Mary Immaculate, The Immaculate Conception

From the very beginnings of the Congregation, the dedication to Our Lady, under the title of her Immaculate Conception, was a part of the early Constitutions given to the Sisters by Father Gillet. An excerpt from the original rule highlights the importance of this devotion to the first sisters, a heritage from their Redemptorist roots, and seven years before the dogma was officially promulgated.



(Constitution II. The Principal Patroness of the Institute will be the Most Blessed Virgin Mary, under the title of Immaculate, whose feast is celebrated the eighth of December.)

Saint Alphonsus

Saint AlphonsusWhen we hear people talk of riches, honors and amusements of the world, let us remember that all things have an end, and let us then say: "My God, I wish for You alone and nothing more."

--Saint Alphonsus Liguori

Founder of the Redemptorists, whose rule the Sisters adopted for the Congregation.

Click here for a brief biography of Saint Alphonsus.

Saint Teresa of Avila

Saint Teresa of Avila"We need no wings to go in search of Him, but have only to look upon Him present within us."

--Saint Teresa of Avila

The devotion to Saint Teresa of Avila, one of the patronesses of the Congregation, dates from the earliest years of the foundation. Teresa de Cepeda y Ahumada, (Sister Teresa of Jesus), came from a well-to-do noble family. She entered the Carmelite order (possibly in 1536). Much later she underwent (c.1555) a "second conversion," after which she experienced mystic visions. She had entertained a desire to found a house of reformed Carmelites (the Discalced, or Barefoot, Carmelites, living in strict observance of the rule) long before she had the opportunity in 1562 to found the Convent of St.
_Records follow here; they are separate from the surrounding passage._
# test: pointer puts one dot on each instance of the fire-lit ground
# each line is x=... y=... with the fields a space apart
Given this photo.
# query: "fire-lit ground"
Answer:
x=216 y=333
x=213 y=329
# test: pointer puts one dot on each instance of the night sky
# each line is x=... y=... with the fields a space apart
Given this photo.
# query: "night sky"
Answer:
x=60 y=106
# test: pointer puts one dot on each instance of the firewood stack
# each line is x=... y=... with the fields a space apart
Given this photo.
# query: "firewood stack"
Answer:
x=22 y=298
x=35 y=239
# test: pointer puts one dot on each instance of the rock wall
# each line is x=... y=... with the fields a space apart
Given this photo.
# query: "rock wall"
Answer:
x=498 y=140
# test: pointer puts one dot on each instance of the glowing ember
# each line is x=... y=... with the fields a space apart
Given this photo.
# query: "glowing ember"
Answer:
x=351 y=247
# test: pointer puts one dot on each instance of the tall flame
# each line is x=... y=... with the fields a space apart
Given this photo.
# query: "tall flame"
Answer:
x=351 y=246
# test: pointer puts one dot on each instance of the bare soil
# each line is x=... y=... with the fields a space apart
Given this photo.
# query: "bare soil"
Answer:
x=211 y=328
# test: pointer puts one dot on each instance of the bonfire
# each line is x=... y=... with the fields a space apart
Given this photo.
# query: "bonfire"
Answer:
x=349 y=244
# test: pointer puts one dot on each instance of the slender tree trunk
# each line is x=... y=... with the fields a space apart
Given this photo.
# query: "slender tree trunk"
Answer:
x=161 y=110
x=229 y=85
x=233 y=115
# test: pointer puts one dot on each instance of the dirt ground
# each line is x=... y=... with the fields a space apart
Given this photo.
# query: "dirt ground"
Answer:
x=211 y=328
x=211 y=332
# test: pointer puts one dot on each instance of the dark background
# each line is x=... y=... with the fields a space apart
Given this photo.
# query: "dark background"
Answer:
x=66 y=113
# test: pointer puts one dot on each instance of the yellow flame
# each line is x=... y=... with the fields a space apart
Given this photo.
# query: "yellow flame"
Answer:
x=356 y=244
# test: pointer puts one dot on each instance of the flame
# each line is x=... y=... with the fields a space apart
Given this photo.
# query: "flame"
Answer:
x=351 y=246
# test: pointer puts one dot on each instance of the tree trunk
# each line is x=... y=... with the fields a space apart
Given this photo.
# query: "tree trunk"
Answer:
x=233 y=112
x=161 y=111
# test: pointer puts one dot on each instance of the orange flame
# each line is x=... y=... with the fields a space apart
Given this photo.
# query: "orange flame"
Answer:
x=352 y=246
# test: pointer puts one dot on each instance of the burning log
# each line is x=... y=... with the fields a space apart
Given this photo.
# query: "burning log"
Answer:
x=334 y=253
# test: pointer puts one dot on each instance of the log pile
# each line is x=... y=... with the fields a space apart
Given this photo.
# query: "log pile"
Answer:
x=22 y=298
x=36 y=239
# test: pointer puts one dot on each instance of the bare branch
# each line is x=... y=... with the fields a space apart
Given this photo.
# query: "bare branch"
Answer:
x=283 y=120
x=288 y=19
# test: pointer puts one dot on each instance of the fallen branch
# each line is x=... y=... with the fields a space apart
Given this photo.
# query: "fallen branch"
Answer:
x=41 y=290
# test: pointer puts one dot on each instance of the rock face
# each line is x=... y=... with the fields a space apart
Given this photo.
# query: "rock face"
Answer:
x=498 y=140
Joseph in Ávila.

St. Teresa was an excellent and tireless manager, waging a long and ultimately successful struggle with other branches of the clergy to have the Discalced Carmelites separated from the older order and eventually founding seventeen convents. The reawakening of religious fervor that she brought about in Spain was astonishing. Soon after her death the movement spread beyond Spain and across Christendom, having a profound effect on the Counter Reformation. She brought mysticism and its fruits to the common person. She was canonized in 1622.